Crude price drop partly due to supply cut

The drop in crude prices is partly linked to a decision by the Organization of the Petroleum Exporting Countries and its allies (OPEC+) to gradually reduce the supply cut of 2.2 million barrels per day currently in place, starting to reintroduce those volumes into the market in the fourth quarter.

Capesize rates in the Atlantic were broadly stable on large tonnage availability, but rates picked up in the Pacific basin due to good demand for coal and iron ore shipments.

Demand for Handysize vessels picked up both in the Atlantic and the Pacific, while the container market continued to face headwinds – freight rates were up because diversions from the Red Sea increase voyage times, disrupt shipping schedules and create bottlenecks both in Europe and Asia.

Freight rates for vessels carrying palm oil cargoes from Southeast Asia to key destination markets have inched up marginally from last week, with a steady volume of vessel inquiries for June shipment.

Rates for 18,000-to-20,000-tonne vessels carrying palm oil from Southeast Asia to the west coast of India increased to $48 per tonne from $47 per tonne in the previous week, while freight rates for 10,000-to-12,000-tonne vessels moving palm oil to the east coast of India and Chittagong were $37.50 per tonne, up from $37 per tonne a week earlier.

For shipments to China, freight rates for 12,000-to-15,000-tonne vessels were $37-47 per tonne, up from $36-45 per tonne in the previous week.

Freight rates fall in black sea region

Freight rates in the Black Sea region declined in the week to Wednesday, with less cargoes available for loading amid the end of the marketing year.

The Panamax freight rate out of Russia’s Novorossiysk port to Egypt went down slightly, with current ideas indicated at $16-18 per tonne.

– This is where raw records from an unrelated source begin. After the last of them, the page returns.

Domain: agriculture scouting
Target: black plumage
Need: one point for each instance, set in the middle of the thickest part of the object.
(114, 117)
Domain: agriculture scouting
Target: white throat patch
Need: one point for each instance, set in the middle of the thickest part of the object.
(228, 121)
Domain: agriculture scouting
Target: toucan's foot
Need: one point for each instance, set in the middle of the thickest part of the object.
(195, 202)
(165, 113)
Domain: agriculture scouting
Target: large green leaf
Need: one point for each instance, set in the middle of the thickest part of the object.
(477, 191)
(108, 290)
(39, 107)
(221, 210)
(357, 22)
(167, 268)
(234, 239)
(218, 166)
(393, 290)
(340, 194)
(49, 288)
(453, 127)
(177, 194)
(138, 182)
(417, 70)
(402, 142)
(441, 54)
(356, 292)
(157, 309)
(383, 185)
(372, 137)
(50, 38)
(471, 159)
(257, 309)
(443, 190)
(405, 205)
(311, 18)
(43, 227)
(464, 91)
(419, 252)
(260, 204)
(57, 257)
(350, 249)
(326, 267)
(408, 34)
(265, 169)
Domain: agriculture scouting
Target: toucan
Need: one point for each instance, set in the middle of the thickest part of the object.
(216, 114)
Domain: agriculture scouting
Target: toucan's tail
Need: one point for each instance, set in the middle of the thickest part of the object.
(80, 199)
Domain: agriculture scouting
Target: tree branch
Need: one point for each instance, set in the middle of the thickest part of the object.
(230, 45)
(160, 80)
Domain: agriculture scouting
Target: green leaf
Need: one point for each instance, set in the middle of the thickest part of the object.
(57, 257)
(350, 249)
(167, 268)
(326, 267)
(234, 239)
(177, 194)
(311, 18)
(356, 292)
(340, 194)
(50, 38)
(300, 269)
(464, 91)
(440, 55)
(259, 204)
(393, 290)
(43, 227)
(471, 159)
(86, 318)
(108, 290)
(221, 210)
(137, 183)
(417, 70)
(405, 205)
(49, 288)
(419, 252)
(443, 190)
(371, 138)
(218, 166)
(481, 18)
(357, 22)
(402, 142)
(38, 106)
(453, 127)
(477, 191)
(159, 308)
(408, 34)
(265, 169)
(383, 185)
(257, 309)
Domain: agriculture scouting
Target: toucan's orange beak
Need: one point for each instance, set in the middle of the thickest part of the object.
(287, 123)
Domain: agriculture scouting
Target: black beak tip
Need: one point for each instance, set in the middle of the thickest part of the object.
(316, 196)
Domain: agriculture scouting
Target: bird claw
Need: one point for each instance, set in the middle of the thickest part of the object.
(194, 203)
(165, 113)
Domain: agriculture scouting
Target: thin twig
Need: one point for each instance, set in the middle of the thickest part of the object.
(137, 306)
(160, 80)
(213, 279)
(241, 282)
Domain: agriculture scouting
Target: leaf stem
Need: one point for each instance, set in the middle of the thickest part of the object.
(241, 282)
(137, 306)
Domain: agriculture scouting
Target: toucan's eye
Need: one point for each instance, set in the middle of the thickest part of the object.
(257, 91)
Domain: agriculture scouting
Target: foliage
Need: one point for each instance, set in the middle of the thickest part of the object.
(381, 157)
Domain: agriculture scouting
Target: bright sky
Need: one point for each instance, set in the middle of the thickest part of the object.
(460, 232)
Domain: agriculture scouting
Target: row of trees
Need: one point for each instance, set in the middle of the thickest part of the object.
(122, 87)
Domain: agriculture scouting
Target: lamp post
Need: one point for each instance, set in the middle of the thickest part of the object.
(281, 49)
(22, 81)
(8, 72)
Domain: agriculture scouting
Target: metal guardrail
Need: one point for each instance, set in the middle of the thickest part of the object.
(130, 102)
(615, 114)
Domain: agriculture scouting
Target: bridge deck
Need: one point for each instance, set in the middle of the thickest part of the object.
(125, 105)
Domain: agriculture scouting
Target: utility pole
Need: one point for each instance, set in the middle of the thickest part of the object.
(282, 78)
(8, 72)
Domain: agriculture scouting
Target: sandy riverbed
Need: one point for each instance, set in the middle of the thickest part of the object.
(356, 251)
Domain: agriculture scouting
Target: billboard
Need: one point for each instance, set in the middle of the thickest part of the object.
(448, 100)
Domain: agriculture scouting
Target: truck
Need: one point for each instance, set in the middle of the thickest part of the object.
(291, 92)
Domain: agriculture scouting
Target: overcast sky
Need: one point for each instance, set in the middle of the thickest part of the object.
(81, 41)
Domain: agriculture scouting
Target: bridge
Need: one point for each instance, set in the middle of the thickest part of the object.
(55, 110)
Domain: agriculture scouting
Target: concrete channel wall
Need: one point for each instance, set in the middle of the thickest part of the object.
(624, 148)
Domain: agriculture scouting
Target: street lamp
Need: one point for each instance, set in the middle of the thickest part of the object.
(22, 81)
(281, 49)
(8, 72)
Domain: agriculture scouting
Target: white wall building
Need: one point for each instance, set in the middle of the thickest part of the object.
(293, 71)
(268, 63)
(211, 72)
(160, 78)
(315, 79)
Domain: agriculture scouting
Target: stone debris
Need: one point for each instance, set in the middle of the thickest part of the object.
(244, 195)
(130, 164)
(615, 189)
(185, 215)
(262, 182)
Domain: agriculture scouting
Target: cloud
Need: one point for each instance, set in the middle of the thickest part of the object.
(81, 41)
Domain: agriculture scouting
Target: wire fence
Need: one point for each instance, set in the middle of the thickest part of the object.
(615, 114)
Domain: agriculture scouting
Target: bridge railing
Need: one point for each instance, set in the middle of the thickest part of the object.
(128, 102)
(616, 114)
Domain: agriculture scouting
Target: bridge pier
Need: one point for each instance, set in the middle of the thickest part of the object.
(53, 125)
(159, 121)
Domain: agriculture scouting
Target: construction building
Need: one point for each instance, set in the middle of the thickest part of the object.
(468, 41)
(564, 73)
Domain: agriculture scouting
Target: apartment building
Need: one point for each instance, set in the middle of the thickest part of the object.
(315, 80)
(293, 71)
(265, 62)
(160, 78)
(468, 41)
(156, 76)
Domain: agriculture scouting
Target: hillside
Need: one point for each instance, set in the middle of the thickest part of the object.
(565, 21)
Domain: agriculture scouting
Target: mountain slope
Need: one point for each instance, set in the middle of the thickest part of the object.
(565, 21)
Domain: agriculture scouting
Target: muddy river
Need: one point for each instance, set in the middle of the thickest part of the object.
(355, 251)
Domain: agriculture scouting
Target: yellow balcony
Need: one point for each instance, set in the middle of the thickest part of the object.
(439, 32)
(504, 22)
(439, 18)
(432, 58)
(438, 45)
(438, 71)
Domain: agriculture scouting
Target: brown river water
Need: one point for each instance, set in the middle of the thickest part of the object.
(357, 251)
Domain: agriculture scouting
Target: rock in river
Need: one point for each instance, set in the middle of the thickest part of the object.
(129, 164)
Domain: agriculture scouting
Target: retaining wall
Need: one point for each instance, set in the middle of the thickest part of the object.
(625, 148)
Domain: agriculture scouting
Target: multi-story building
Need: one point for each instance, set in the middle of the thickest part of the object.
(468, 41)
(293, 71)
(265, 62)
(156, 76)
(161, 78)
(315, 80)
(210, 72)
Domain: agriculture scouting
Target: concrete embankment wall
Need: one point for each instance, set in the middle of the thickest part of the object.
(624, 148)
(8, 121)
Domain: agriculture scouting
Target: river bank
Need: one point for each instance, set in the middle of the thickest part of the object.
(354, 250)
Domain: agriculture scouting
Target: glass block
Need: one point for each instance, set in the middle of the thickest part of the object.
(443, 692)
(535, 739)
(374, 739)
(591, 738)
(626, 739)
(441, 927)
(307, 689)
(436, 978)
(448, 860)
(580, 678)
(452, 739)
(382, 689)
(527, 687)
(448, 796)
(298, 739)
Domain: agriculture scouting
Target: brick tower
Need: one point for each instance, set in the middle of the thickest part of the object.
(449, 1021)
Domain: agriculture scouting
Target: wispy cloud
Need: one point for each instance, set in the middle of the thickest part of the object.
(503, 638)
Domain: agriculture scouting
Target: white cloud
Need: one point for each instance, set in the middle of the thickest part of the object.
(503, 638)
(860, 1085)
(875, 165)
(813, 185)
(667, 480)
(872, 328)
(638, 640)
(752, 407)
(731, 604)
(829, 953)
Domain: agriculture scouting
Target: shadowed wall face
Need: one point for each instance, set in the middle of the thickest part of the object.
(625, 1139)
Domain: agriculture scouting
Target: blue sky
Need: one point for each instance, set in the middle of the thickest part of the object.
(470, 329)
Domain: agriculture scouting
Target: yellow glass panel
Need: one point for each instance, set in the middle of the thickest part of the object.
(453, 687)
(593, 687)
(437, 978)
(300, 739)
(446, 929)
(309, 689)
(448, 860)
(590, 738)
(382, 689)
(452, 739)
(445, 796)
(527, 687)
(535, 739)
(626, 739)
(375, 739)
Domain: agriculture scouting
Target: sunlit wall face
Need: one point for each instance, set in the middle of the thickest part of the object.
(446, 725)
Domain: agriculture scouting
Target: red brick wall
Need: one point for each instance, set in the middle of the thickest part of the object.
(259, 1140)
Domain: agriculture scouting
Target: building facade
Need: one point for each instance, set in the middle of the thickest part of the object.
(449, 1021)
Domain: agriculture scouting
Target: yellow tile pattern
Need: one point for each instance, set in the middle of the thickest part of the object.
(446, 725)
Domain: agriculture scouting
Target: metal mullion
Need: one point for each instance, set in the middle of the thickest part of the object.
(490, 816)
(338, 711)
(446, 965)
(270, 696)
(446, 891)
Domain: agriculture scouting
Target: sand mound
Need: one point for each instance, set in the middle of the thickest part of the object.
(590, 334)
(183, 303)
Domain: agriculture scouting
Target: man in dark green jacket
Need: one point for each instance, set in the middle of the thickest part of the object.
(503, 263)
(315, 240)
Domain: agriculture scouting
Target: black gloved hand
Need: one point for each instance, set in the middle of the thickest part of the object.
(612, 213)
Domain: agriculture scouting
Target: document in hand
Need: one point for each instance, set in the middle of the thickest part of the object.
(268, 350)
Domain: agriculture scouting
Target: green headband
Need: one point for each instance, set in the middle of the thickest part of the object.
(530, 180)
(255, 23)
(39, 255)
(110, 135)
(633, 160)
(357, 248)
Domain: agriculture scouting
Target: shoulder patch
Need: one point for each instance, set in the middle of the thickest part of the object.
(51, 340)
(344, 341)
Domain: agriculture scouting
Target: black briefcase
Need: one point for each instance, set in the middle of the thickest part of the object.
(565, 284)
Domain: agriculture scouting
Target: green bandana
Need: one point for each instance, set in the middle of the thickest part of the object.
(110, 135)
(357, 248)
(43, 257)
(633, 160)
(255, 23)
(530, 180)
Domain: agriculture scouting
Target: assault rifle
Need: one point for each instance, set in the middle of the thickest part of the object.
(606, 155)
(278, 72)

The Handysize freight rate from the Ukrainian Black Sea to the Spanish Mediterranean fell by almost $4 per tonne, with ideas indicated at $19 per tonne for spot loading.

Meanwhile, the Handysize rate from the Constanta port to the same destination declined by around $2 per tonne to $14-15 per tonne.

There were no fresh indications for Asian destinations from the Black Sea region, leaving rates for loading in Ukraine to China nominally around $53-55 per tonne.

In the shallow water market, rates from Ukrainian Danube ports into Marmara were heard steady at $16-17 per tonne for Coaster-sized vessels.

Meanwhile, rates in Azov dropped significantly to $23-25 per tonne from $31-32 per tonne amid a lack of cargoes available because a limited number of trade companies have quotas available, and because of incoming Turkish national holidays.

This report has been updated to include information on freight rates in the Black Sea region in paragraphs 12-18.